Claude Code, Cursor, and Replit are changing the way we build software. Non-technical people can build applications from scratch, on their own, at blazing speed, and it’s changing the startup team equation.

Today, a startup needs 4-5 engineers, 1 product manager, 1 UX designer. Tomorrow, a startup might need 3 product managers who vibe code and an engineering architect who creates the back end scaffolding and oversees security and scalability.

The amazing part: This is the worse AI will ever be. We are in for even more spectacular changes in the coming months and years.

All of this change could easily convince a non-technical founder than they don’t need a technical co-founder. I believe that’s a mistake.

In fact, I think strong technical co-founders are more important than ever.

I am not just saying this because I have an engineering background. Non-technical founders can built a functional MVP in a few hours, but a startup needs a technical co-founder to be the architect and risk manager to ensure startups can sustain and scale.

Here are three reasons why you still need a technical co-founder:

1. Your competitors still have technical co-founders

Some people point to Y Combinator as a signal for where the startup world is headed. Last year YC made headlines by telling TechCrunch that a quarter of their cohort had codebases almost entirely written by AI (95%). I’m sure these numbers are even higher in the most recent cohort.

This would imply that technical skill is no longer necessary, right? Wrong.

YC Managing Partner Jared Friedman said this about the cohort:

“It’s not like we funded a bunch of non-technical founders. Every one of these people is highly technical, completely capable of building their own products from scratch. A year ago, they would have built their product from scratch — but now 95% of it is built by an AI.”

So while AI is democratizing software development, it’s making the world’s best engineers more capable and needed than ever.

A non-technical team with AI simply can’t compete with a highly-technical team using the same tools. They will build 10x faster and better than a non-technical team. It’s like when I ran an Ironman in 2007: I had the same caliber of equipment as the pros, but they still beat me by several hours.

The best startups will still have technical co-founders, which means you need one too.

2. Engineering isn’t going away… it’s just changing

Computer science degrees are down. For the first time since the dot-com crash, the University of California system saw a decline in comp-sci degrees.

Yes, in this moment of change, fewer people are choosing to study computer science specifically. But there are other engineering programs that are up, up, up. Degrees in general engineering, data science, biomedical engineering, and interdisciplinary programs are seeing increasing enrollment.

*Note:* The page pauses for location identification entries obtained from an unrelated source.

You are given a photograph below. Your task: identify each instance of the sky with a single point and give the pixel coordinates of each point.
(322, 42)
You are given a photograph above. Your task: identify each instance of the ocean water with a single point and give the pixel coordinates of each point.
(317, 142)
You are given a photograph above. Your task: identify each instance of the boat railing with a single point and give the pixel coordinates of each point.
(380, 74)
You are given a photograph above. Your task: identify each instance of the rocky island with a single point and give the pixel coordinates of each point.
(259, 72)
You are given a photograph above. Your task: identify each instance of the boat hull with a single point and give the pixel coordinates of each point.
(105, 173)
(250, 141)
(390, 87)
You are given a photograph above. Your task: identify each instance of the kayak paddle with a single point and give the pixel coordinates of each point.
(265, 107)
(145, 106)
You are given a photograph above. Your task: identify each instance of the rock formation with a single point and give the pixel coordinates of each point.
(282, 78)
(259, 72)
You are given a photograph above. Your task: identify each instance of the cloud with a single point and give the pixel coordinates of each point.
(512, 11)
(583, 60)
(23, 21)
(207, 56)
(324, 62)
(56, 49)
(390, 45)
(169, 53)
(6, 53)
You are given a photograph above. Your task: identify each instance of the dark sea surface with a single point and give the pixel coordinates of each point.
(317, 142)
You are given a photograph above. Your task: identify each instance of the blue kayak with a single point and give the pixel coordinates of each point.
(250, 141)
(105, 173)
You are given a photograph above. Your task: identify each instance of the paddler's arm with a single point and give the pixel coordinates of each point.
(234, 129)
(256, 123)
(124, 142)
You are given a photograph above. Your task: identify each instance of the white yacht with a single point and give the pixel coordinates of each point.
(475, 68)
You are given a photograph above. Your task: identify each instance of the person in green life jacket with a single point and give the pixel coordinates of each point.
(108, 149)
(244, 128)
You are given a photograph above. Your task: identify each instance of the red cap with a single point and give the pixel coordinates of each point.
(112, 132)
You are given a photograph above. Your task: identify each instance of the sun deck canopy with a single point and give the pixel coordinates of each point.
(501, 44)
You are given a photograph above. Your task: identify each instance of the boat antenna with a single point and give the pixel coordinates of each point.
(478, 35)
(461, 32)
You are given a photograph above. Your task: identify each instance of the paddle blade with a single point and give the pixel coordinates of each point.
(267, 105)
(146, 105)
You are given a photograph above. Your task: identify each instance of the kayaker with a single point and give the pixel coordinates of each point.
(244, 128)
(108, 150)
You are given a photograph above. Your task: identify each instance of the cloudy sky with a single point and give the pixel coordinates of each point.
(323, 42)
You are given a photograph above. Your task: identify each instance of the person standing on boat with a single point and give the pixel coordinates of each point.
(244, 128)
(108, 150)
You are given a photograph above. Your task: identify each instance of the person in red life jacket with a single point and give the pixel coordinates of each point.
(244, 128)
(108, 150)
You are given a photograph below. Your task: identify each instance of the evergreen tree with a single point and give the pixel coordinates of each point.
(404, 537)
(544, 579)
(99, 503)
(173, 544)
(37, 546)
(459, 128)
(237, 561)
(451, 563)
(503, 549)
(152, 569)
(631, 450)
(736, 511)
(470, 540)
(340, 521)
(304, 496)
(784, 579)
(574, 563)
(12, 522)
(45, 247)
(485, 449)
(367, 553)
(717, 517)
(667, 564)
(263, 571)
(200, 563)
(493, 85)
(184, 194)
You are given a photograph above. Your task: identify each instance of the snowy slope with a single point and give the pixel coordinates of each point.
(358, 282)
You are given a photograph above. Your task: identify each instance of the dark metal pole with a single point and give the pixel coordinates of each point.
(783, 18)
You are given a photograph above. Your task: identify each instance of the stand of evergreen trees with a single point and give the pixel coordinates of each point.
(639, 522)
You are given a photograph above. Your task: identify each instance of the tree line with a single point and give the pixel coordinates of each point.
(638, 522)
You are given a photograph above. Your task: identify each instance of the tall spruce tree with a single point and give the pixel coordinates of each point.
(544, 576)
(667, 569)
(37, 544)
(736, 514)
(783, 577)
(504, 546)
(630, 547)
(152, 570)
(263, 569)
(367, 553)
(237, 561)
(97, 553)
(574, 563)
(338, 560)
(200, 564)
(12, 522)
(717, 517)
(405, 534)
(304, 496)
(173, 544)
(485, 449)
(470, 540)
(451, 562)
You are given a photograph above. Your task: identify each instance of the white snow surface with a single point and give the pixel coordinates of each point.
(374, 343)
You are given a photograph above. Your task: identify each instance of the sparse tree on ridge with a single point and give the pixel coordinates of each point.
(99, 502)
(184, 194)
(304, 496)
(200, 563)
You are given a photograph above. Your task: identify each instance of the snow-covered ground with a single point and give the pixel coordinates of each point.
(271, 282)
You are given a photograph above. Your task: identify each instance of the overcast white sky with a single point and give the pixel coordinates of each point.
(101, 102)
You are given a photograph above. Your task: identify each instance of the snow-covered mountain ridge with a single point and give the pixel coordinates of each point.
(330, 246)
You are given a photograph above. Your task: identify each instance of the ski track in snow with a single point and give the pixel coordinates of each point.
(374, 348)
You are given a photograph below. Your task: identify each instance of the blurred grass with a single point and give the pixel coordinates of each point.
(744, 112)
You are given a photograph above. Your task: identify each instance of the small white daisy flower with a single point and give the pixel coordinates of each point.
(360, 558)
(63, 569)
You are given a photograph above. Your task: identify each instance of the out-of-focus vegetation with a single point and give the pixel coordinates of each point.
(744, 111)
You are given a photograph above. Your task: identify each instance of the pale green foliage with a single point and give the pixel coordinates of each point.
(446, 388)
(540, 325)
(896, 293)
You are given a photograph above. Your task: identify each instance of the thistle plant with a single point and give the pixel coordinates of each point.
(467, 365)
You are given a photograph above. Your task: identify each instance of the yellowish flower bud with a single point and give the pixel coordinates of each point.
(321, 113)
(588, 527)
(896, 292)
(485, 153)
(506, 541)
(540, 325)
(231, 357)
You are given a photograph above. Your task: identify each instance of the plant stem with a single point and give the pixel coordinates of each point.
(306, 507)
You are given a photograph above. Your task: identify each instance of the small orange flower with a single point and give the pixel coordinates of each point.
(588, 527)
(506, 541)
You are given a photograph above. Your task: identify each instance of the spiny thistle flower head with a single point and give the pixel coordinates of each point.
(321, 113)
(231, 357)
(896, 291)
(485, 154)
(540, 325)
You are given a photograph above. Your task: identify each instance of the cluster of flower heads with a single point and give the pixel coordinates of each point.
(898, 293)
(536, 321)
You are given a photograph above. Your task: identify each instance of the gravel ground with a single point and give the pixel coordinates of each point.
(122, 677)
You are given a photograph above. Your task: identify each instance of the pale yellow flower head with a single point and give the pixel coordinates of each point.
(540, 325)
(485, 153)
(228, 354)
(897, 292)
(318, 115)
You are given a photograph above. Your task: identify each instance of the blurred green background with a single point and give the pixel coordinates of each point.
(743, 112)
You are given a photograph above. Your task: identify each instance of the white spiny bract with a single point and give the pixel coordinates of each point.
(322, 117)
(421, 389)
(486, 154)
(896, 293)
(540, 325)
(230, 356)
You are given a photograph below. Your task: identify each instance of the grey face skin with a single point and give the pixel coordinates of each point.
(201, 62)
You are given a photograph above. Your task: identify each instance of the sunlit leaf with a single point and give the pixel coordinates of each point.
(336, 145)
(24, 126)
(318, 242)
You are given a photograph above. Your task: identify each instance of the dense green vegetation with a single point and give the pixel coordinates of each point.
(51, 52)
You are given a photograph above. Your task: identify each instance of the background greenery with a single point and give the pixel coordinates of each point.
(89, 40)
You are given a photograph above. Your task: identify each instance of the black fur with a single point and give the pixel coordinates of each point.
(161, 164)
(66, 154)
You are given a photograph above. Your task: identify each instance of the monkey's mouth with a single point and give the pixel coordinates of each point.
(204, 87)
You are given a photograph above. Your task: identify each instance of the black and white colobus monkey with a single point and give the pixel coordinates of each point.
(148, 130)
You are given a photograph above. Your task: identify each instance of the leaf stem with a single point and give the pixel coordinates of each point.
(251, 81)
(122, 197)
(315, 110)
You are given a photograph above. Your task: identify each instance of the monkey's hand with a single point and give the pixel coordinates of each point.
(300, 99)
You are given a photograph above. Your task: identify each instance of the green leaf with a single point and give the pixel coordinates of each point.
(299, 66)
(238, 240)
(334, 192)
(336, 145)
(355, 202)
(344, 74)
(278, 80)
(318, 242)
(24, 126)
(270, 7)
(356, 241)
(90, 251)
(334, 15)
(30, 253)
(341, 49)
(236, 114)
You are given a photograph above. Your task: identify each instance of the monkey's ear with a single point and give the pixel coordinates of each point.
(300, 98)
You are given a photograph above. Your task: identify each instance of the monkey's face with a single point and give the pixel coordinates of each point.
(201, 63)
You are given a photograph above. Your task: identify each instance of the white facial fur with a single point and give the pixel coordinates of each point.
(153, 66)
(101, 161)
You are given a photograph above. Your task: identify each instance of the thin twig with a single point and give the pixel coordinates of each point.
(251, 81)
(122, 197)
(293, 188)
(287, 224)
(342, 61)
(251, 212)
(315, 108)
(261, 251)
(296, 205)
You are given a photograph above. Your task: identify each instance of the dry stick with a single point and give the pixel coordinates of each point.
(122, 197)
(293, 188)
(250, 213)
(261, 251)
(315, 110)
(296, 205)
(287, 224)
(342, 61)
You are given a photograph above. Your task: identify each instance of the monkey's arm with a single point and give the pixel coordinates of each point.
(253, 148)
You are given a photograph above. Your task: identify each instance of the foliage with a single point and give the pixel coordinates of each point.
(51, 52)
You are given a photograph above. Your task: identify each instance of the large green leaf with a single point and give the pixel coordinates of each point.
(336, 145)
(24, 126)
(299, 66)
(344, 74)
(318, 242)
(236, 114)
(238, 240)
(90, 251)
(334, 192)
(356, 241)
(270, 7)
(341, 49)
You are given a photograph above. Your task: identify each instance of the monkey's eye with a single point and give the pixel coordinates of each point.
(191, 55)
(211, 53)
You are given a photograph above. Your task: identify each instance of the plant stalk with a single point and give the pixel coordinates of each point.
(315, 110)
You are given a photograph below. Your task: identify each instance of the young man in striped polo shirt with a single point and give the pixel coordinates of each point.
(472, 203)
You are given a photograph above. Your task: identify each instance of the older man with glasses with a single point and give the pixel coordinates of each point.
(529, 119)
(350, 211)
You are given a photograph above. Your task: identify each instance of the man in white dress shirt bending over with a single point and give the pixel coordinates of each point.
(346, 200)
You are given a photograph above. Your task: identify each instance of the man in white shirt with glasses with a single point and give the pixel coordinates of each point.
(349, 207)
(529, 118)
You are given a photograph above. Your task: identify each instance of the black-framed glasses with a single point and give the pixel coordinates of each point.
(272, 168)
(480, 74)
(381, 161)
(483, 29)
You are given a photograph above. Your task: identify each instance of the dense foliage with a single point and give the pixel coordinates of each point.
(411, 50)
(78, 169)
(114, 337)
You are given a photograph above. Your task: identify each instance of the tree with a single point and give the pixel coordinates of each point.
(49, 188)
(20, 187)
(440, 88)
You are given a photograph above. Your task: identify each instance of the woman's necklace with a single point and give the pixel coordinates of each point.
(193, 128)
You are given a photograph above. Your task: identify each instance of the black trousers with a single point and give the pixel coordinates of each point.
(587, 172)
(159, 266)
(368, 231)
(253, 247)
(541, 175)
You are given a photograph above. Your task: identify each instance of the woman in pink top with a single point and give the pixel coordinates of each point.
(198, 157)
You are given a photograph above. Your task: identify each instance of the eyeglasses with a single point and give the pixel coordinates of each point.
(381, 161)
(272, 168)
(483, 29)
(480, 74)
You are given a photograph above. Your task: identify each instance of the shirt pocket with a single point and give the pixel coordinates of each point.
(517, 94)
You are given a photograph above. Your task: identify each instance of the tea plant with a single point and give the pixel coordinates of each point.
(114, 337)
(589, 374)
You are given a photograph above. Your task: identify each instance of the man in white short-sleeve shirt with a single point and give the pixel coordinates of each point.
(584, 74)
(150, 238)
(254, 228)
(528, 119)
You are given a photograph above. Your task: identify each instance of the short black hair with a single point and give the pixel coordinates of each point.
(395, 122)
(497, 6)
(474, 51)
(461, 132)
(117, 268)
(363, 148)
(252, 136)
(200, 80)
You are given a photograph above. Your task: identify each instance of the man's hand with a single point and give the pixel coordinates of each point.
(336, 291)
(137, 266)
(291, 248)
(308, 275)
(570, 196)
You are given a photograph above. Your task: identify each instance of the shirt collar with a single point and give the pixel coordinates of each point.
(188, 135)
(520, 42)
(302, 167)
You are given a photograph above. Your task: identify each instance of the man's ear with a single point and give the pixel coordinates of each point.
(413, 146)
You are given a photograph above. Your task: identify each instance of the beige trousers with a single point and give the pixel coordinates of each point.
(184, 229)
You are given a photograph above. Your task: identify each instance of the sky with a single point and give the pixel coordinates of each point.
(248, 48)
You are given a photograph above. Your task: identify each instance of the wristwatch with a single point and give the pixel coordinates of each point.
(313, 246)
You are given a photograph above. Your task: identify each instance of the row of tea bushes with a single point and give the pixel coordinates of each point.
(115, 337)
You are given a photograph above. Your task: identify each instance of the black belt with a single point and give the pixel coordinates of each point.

UC San Diego, where they recently introduced the first “AI” major, was the only UC school where computer science enrollment went up.

These numbers indicate that engineering degrees are not going away. It’s just changing, specifically towards specialty areas like AI and biomed.

For startups, this means they still need a technical co-founder, but ideally one that knows how to leverage AI to sustain and scale.

3. Everything is engineering now

Technical co-founders don’t just know how to code. They have problem-solving mindsets. They start with first principles, define systems, build and iterate, and are comfortable with tradeoffs.

In the past, business functions like finance, marketing, and even product management were discrete from engineering. But AI engineering tools like Claude Code are changing these domains, too.

Instead of creating marketing plans, marketers now create marketing systems—and we call these people GTM engineers. Financial leads now run entire teams of AI-agent analysts. For product people, the space between product requirements and first build has all but vanished. PMs of the future will be entirely technical enough to vibe-code to deploy.

Every function in a startup can leverage AI. And since founders define the culture and identify, it’s critical that at least one of the founders is technical. You need them to help build a fast-paced technical culture: lean, iterative, and systems-oriented.

Technology startups with technical leads will continue to dominate, but I also believe tech-forward founding teams will come to dominate every industry. Now is the perfect time for technical people to take on old, outdated industries: manufacturing, logistics, retail, and more.

With AI, the size of engineering teams may be changing too. This means having a VP of Engineering may be less critical, but having a technical co-founder is even more important…their value is only increasing.

What do you think? Do Startups still need technical co-founders?